Impact of Siemens tie-up ‘limited’ for CRRC

By Li Xuanmin Source:Global Times Published: 2017/9/25 21:18:39

Chinese rolling stock maker excels in cost, experience


Visitors check out a CRRC train model at a an exhibition in Fujian, East China's Fujian Province. Photo:VCG

The possible merger of the rail businesses of Germany-based Siemens with either French rail equipment supplier Alstom SA or Canada's Bombardier signals that Chinese State-owned CRRC Corp Ltd faces intensifying competition in the global transport market, experts said.

But the impact on CRRC's business is likely to be "limited" over the long term, they said. For one thing, the Chinese train builder has already achieved a competitive edge in cost performance over its foreign rivals.

Siemens has been negotiating for months with Bombardier about a potential rail combination, and the German company has recently also been speaking to Alstom about the same subject, Reuters reported over the weekend, citing sources close to the matter.

Talk of such a merger shows that global companies seek to "contain costs and Western train equipment suppliers struggle with competition from China's CRRC," said the report.

CRRC had not responded to an interview request by the Global Times as of press time. 

Commenting on the possible foreign link-up, Zhao Jian, a professor at Beijing Jiaotong University, told the Global Times on Monday that the deal would heighten competition in the overseas rail market, which is becoming more important to CRRC as the Chinese rail market slows.

"CRRC became the world's largest train manufacturer after China's top two train producers - China North Railway and China South Railway -  merged in 2014, and CRRC has since gained much benefit from economies of scale," Zhao said, noting that the same logic would also applies to the proposed tie-up of Western companies, which would combine their strengths while reducing costs.

Specifically in the subway sector, the European rivals hold advantages over their Chinese counterparts in terms of braking systems and hauling systems, Zhao noted. "The widening advantage in the subway sector is likely to further ramp up pressure on CRRC."

In August, CRRC lost a bid for a $3.2 billion deal for a subway project in New York City, financial news website caixin.com reported, without giving details on the reasons behind.

However, despite weakness in the subway sector, "As a learner, China has overtaken its teachers - European companies - in many aspects such as cost performance and construction experience," said Sun Zhang, a rail expert and professor at Shanghai Tongji University.

In the high-speed railway sector, China's bullet trains cost one-third to one-half less than those provided by traditional rail system exporters in Germany and Japan, and they take less than half the time to build compared with Japanese manufacturers, the South China Morning Post reported in June.

CRRC has also accumulated deep experience in building rolling stock thanks to the country's vast railway network, also the world's largest, which covers diverse geographic and climate conditions, Sun told the Global Times on Monday. 

On Thursday, the next-generation bullet train Fuxing (Revival) developed by CRRC, with a top speed of 350 kilometers per hour, was put into service between Beijing and Shanghai.
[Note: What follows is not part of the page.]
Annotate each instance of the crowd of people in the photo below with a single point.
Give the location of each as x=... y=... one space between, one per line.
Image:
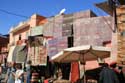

Fuxing is also the world's fastest commercial train, demonstrating CRRC's cutting-edge technologies, Sun noted.

With those combined advantages, CRRC has been on a fast track of global expansion in recent years, taking up projects in markets along the Belt and Road initiative as well as traditional markets where European train producers dominate, according to Sun.

In May, CRRC defeated Bombardier and won a contract of $53 million to supply 24 double-deck hauled coaches to Montreal area's mass transit operator, according to the Xinhua News Agency.

CRRC's overseas orders stood at $8.1 billion last year, up 40 percent year-on-year, news website ifeng.com reported.

How CRRC reacts to the potential Western merger also may mitigate the influence, Zhao stressed.

"Various subsidiaries of CRRC run independently without sharing technologies and knowledge, and some of them even compete with each other, creating an array of management issues," Zhao said, urging the company to rationalize its structure to prepare for intensifying global competition.

In the first half of 2017, CRRC's net profit declined by 23.41 percent year-on-year to 3.67 billion yuan, with revenue of 88.72 billion yuan, down 5.83 percent year-on-year.